Health
Why Did Evolution Produce Depression?
Submitted by LiveScience Staff
posted: 28 August 2009 04:22 pm ET
Why did evolution give depression such a foothold on human psyches? If it's bad for us — and it's known to have health consequences and lead to suicide in some cases — it should have worked itself out of the gene pool long ago.
Well, maybe depression's not such a bad thing.
"We argue that depression is in fact an adaptation, a state of mind which brings real costs, but also brings real benefits," write Paul W. Andrews and J. Anderson Thomson, Jr. in Scientific American. They cite some complex chemical explanations and also point out that depressed people are very good at thinking intensely about a problem in a highly analytical fashion — a good thing.
Meredith Small, an anthropologist at Cornell University, suggested similar explanations in a LiveScience article last year:
"Obviously, sadness is part of life for animals with big brains," Small wrote. "The capacity to feel presumably helps us solve problems and survive, and is essential for group living, and perhaps inconsolable depression is simply emotional baggage that tags along with the good stuff. Or maybe unhappiness and a tendency towards suicide is the product of the uncontrolled nature of our quicksilver minds. We think a lot, and our wondering minds are just as likely to think sad as happy."
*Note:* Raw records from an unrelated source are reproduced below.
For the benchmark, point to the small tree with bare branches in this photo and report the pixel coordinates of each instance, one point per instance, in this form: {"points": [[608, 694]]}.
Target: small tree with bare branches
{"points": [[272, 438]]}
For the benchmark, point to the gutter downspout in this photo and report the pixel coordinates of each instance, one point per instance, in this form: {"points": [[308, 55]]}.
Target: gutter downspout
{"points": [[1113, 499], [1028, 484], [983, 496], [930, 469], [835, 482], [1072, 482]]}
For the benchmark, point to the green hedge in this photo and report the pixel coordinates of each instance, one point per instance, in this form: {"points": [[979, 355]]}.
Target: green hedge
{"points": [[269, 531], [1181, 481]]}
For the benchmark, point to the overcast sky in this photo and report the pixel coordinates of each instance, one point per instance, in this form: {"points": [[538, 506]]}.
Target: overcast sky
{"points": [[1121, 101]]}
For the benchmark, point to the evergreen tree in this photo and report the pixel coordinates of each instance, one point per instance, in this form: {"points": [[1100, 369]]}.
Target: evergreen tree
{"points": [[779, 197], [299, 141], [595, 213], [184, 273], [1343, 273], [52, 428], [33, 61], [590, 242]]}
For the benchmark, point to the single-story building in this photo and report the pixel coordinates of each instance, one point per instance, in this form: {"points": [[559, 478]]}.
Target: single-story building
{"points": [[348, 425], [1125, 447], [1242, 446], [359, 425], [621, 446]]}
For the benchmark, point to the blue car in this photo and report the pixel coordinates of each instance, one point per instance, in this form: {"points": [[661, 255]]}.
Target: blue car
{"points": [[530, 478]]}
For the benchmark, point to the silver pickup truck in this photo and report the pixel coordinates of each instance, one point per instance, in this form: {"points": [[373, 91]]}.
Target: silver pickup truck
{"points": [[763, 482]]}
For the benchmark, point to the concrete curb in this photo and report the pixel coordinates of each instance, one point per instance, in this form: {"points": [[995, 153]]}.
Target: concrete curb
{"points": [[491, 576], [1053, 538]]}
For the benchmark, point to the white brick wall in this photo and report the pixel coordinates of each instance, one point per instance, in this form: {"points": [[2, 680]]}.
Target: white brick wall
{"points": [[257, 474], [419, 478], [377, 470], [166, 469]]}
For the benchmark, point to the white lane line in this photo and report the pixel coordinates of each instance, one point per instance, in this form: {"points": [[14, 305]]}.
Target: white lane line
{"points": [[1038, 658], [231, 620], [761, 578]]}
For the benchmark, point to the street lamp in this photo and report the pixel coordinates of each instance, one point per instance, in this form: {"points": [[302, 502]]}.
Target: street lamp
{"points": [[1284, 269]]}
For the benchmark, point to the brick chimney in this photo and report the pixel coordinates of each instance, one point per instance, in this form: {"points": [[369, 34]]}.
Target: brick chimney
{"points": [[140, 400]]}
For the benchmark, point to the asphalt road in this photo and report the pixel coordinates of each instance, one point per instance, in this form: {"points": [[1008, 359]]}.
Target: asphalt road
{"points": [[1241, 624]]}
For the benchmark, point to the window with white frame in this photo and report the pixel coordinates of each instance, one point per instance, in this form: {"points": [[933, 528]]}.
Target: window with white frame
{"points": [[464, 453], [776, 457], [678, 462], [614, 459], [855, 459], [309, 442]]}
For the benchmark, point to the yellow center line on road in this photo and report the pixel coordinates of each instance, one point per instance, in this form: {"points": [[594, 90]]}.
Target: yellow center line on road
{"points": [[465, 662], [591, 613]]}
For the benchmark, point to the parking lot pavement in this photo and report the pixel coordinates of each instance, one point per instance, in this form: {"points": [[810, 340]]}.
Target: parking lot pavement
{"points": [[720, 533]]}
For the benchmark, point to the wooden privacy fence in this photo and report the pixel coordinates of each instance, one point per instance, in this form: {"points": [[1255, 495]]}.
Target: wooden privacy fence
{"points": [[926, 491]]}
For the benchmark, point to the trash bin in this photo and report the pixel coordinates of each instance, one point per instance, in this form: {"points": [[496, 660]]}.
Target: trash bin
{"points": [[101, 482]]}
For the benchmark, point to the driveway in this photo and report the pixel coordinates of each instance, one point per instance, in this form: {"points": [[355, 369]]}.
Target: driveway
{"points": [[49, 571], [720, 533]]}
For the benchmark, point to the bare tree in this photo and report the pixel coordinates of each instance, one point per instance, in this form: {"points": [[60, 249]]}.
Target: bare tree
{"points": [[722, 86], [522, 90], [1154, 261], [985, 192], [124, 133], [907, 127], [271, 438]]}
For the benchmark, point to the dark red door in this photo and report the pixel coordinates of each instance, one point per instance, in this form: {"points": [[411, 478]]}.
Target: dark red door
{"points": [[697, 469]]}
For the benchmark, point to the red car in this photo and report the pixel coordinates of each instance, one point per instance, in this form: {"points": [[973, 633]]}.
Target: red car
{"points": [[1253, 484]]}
Depression is one of many conditions that make you wonder. Insanity is another.
"Natural selection wants us to be crazy — at least a little bit," wrote science feature writer Robin Nixon earlier this year. "While true debilitating insanity is not nature's intention, many mental health issues may be byproducts of the over-functional human brain."
Nixon cites researcher David C. Geary, author of "The Origin of Mind," who thinks that as human populations increased back in hunter-gatherer times and as farming developed, we had to evolve new social skills of cooperation. "A diversity of new mental abilities, and disabilities, unfurled," Nixon wrote.